Don't tell my wife, but I expanded out into the garage today. My furance room/shop is full and some more room was needed for the new welding and blasting dept. I've added.






















Matt


----------



## rake60 (Dec 29, 2011)

I could never work in a place like that Matt.

You can stand erect, (I can't in my hobby shop), and the organization would have me baffled for weeks! 

*Nice, new toy room!* Thm:

Rick


----------



## bezalel2000 (Dec 29, 2011)

rake60  said:
			
		

> I could never work in a place like that Matt.
> 
> You can stand erect, (I can't in my hobby shop), and the organization would have me baffled for weeks!
> 
> ...



Always a joy and a privilege to be invited into another mans workshop 

Thanks Matt

- But how is a man supposed to find his tools if their not spread out over the bench tops? ??? ;D

Bez


----------



## Path (Dec 30, 2011)

That *is* a nice place to play. 


What are those two green lamps over your desk? ... looks like high intensity.

And the welder ... is it a Lincoln?


----------



## steamer (Dec 30, 2011)

Looks Awesome Matt!.....Every well equipped welding and blasting shop should have a toaster oven! ;D


I like the weld bench ....did you build that one Matt?

Dave


----------



## 1hand (Dec 30, 2011)

Thanks guys,

Pat the lamps came off of a tri pod that I've had for a long time and never used cause it was so heavy to move around. They are called Cool touch, each lamp has 4 fluorescent tubes in them. The welder is a Lincoln precision Tig 185, and also Arc welds.
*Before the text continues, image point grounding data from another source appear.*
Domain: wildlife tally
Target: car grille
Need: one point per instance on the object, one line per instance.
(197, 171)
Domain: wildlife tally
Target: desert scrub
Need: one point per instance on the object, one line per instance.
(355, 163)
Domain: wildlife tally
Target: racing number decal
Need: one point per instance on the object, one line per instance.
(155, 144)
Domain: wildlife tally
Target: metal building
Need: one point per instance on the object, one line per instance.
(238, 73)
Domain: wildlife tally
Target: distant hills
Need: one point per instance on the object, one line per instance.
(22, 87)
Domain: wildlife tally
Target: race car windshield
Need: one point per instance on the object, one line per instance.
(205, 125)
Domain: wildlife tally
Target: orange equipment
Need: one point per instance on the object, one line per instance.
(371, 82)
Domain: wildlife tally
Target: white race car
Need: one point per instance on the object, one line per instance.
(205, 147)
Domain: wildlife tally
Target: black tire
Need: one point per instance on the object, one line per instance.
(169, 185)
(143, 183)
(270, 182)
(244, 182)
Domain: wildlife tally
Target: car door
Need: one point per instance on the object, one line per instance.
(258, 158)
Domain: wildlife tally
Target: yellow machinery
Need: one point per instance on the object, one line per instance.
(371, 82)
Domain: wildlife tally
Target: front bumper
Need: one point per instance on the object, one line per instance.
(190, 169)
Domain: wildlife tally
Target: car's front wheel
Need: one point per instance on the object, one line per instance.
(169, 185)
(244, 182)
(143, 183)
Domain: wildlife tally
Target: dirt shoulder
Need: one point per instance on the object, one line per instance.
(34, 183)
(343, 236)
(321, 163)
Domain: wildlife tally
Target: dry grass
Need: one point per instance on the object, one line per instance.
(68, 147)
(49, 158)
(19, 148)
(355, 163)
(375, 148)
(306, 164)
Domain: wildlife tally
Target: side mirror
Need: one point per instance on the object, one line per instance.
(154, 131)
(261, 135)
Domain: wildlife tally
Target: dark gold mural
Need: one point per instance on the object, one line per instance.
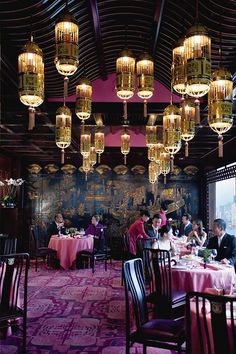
(108, 192)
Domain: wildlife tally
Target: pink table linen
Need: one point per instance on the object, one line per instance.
(67, 248)
(198, 279)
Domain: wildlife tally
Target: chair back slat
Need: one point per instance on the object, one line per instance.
(210, 319)
(134, 283)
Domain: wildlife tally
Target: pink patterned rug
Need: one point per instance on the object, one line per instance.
(75, 312)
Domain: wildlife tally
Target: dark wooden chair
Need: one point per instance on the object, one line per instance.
(10, 246)
(98, 253)
(13, 282)
(168, 302)
(40, 252)
(160, 333)
(211, 323)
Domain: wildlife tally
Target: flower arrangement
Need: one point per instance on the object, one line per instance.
(9, 191)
Dave, I did build the welding bench from scraps from work. The top is 1/2", it came off of a lowboy trailer. Its got belly bend in it, so it isn't very flat, but the price was right. Anyway, now when I spill my coffee it doesn't run onto the floor, just makes a nice lake in the middle of the table. I made it 44" tall, so bending over is kept to a minimum, and some 4" casters for moving it around. 

Matt


----------



## mu38&Bg# (Dec 30, 2011)

Hopefully the wife will figure out you've commandeered the space before she parks her car over it ;D

Very nice. I feel quilty having half the basement. It needs a serious rearrangement to get _even more_ stuff in.


----------